11. Сто фунтов в год
Ее муж и ребенок пропали. К кому ей было обратиться? Кто смог бы действовать в ее интересах? Отец ее умер, брата у нее не было. Она вспомнила, что у мужа был младший кузен – литератор, который сейчас обучался адвокатскому ремеслу. И написала ему униженное письмо. На следующий же день он появился у нее на пороге, словно живой ответ на ее письмо, на вид он был даже моложе, чем она его помнила, расфуфыренный, как граф д’Орсэ[14]. Лицо в обрамлении забавных кудряшек, безупречный фрак небесно-голубого цвета с медными пуговицами, сияющие башмаки, в которых, как в зеркале, отражалось ее лицо, завязанный изысканным узлом желтый галстук. Но он был ее единственной надеждой – и оказался предупредительным и добросердечным.

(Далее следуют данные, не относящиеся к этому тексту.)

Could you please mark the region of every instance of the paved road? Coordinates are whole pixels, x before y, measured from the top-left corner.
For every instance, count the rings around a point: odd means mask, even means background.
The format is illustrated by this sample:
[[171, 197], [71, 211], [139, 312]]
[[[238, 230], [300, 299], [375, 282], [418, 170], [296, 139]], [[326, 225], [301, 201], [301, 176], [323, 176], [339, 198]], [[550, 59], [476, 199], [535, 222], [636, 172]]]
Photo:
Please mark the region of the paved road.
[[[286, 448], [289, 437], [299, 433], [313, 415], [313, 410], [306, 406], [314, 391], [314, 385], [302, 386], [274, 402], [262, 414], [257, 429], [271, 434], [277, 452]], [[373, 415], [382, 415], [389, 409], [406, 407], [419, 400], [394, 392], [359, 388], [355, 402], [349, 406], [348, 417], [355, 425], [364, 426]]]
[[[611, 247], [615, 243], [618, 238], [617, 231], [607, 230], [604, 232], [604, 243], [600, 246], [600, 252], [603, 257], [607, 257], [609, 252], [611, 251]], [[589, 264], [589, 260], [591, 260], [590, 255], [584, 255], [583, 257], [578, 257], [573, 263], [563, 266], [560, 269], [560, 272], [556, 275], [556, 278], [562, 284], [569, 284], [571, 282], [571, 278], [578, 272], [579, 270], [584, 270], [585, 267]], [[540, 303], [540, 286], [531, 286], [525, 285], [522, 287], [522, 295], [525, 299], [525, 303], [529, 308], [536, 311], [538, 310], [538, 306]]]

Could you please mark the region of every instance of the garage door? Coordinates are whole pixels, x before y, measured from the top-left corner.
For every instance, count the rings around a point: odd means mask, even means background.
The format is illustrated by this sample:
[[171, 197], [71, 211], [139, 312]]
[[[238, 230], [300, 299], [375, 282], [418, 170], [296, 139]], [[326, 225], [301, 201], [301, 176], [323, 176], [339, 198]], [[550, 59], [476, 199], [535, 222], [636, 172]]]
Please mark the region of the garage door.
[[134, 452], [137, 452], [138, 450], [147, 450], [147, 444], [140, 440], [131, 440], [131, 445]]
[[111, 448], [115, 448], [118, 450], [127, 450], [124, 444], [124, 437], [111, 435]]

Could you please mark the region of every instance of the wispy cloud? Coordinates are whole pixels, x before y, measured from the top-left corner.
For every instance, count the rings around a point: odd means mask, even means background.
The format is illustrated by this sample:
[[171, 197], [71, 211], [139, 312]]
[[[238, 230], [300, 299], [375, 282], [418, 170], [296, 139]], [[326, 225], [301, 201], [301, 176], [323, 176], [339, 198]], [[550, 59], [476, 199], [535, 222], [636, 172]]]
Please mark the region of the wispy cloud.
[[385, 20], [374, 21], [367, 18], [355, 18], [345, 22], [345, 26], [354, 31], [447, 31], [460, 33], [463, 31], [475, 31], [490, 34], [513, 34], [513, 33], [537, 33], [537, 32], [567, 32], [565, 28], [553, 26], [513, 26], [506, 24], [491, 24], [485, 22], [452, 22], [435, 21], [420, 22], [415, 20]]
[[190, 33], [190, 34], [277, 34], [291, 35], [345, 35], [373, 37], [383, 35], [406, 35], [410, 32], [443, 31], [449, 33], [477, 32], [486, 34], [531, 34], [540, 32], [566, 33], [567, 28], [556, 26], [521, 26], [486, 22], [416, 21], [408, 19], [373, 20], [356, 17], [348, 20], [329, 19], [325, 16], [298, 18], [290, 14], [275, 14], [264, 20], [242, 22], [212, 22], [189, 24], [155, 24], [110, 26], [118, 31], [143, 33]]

Он не стал расспрашивать о подробностях, только осведомился об именах знакомых Джеймса в Лондоне. Через неделю он напал на след, а затем раздобыл адрес в районе Риджентс-парка. Он написал Элизе, желая заручиться ее разрешением «уладить эту глупую семейную размолвку». Он пообещал привести кузена в чувство. Миссис Туше не ожидала и не желала достичь примирения, она хотела лишь вернуть ребенка. Она в жизни не знала ни одного мужчины, способного позаботиться о младенце. И не верила в такую возможность. Потому она всегда молилась лишь о благополучии няни Дженни, исчезнувшей вместе с ними. Но даже и эта молитва оказалась ядовитой. Именно Дженни и заразила обоих скарлатиной.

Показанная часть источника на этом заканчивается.